The numbers are getting bigger for County Extension Agent and 4-H Coordinator, Frank Watson. Mr. Watson organizes everything 4-H, including summer camp and the end-of-the year banquet. The banquet, held on Saturday, April 29 at the First Baptist Church in Thomson, drew almost 200 people, with 81 students receiving awards.
"I have to tell y'all, this is one of the biggest ones we've ever had," Mr. Watson announced at the end of the banquet.
It seems large participation numbers were the norm for the 2005-06 year. In her presentation of awards during the banquet, Program Assistant Kathleen Drayton told the story of summer camp attendance. Ms. Drayton said Mr. Watson was "a little nervous" before summer camp when he learned she would be taking 70 Cloverleaf students to camp, and he would have 12 Juniors and Seniors. Ms. Drayton said in previous years, they have taken 35-40 campers.
"Can I handle it? Yes, I can. I tell (the children) 'look too good for y'all to make me look bad.' It's good for them. The kids learn to do their best," she said.
Ms. Drayton then proudly shared how McDuffie 4-H'ers won more plaques than all other participating counties in the district. McDuffie received a plaque for "outstanding participation," one for "most increased participation," and one for the "highest number of winners."
"I looked around, and I noticed that I got more plaques than anybody else. I had three. Well, I'm going to bring back four next year," Ms. Drayton said.
The annual summer camp was at Burton 4-H Center on Tybee Island last June. Mr. Watson said there are 35 counties in the district, and he estimates 15 of those participated in the project competition. Cloverleaf 4-H'ers are 9 to 11-year-olds, Junior 4-H'ers are 12 to 13-year-olds and Seniors are 14 to 19-year-olds.
Three students gave presentations of their project after the banquet. Hillary McGahee, a cloverleaf, sang artist Josh Groban's "You Raise Me Up" a cappella. Ty Cummings, a junior, amused the audience with his speech presentation entitled "Thoughts on a Boring Sermon." Senior Amber Johnson gave a presentation on tobacco use.
"This is something that is really near and dear to my heart, because my Mom used to smoke and was diagnosed with emphysema. She is now no longer smoking and is in recovery," Amber said.
For her presentation, Amber brought household chemicals that are found in tobacco.
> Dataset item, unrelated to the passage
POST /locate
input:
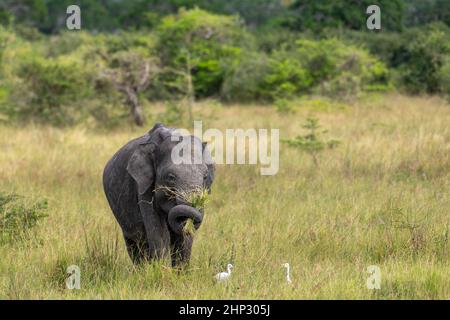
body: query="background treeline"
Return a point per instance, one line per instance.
(130, 53)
Much to the delight of the adolescents in the audience, Amber also brought two pig lungs-one healthy, and one induced with cancer. Amber pumped air into both lungs and allowed the students to touch them, to demonstrate how the cancer debilitated the lung.
All three students received a standing ovation after each presentation.
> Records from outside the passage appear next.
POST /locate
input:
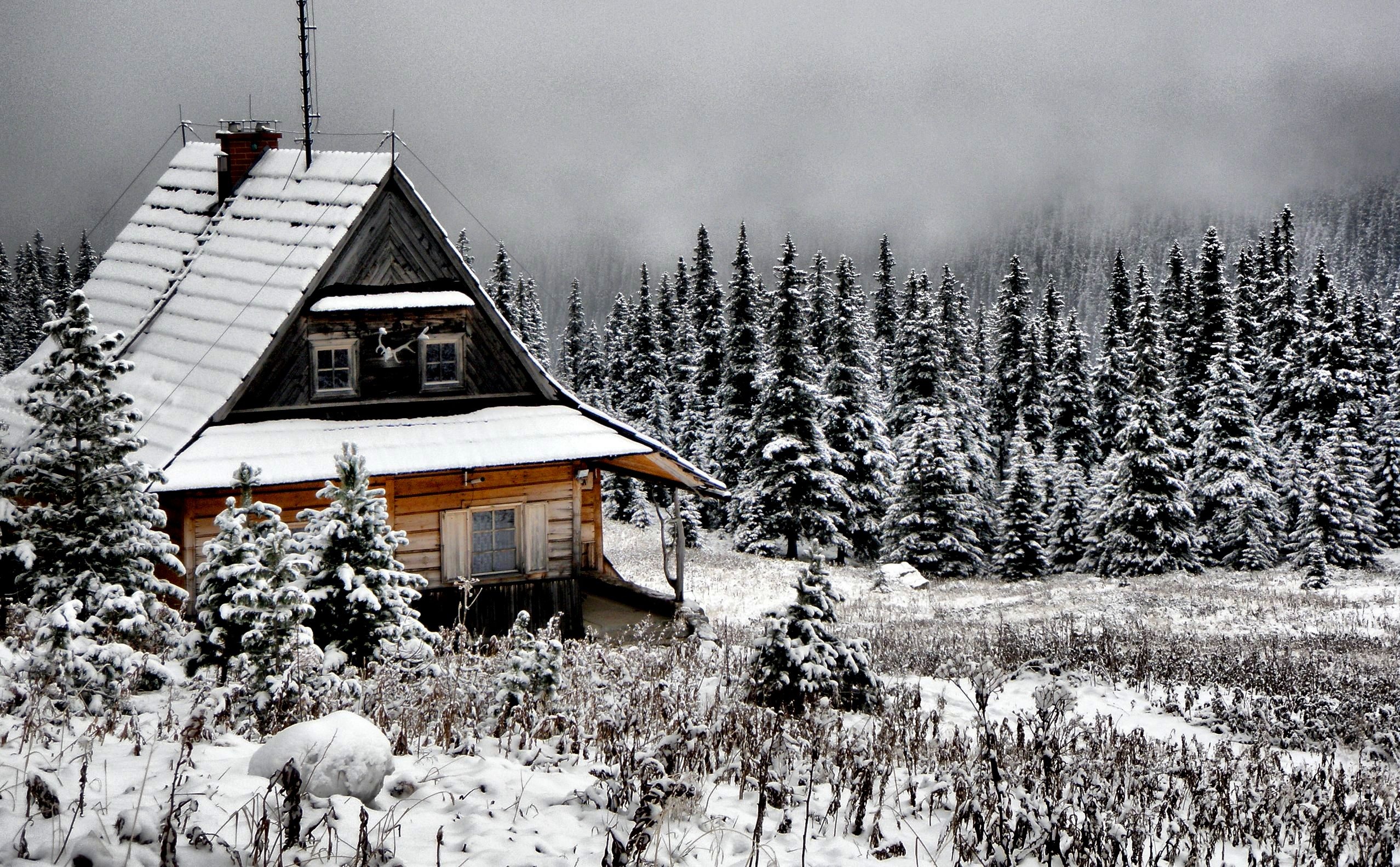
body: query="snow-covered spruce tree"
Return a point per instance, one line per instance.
(572, 346)
(280, 663)
(9, 349)
(230, 560)
(1052, 334)
(87, 261)
(530, 321)
(1021, 552)
(744, 352)
(1015, 342)
(90, 531)
(791, 490)
(1069, 527)
(965, 400)
(1232, 474)
(532, 671)
(1149, 523)
(1326, 520)
(1286, 318)
(1323, 370)
(1385, 478)
(854, 430)
(1071, 401)
(502, 288)
(822, 301)
(1032, 395)
(887, 299)
(464, 248)
(934, 512)
(363, 596)
(917, 377)
(1114, 373)
(708, 321)
(801, 660)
"These presentations have been wonderful. These children have done better than most adults could do with their poise and delivery," said Dot Knox, who is on the board of the Georgia 4-H Foundation. "There's not many 4-H'ers that I've known through the years who haven't gone on to be productive people. 4-H teaches kids to be prepared for the world of work. It teaches them what to do to accomplish their goals
Following a slide show of summer camp, Mr. Watson made a presentation of the special awards. Andrew Hyman received Cloverleaf of the year, Elizabeth Ivey received Junior of the year, and Amber Johnson was Senior of the year.
"The special awards are based on their participation. It means they were the most active out of all the 4-Hers in that category for the last couple of years," he said.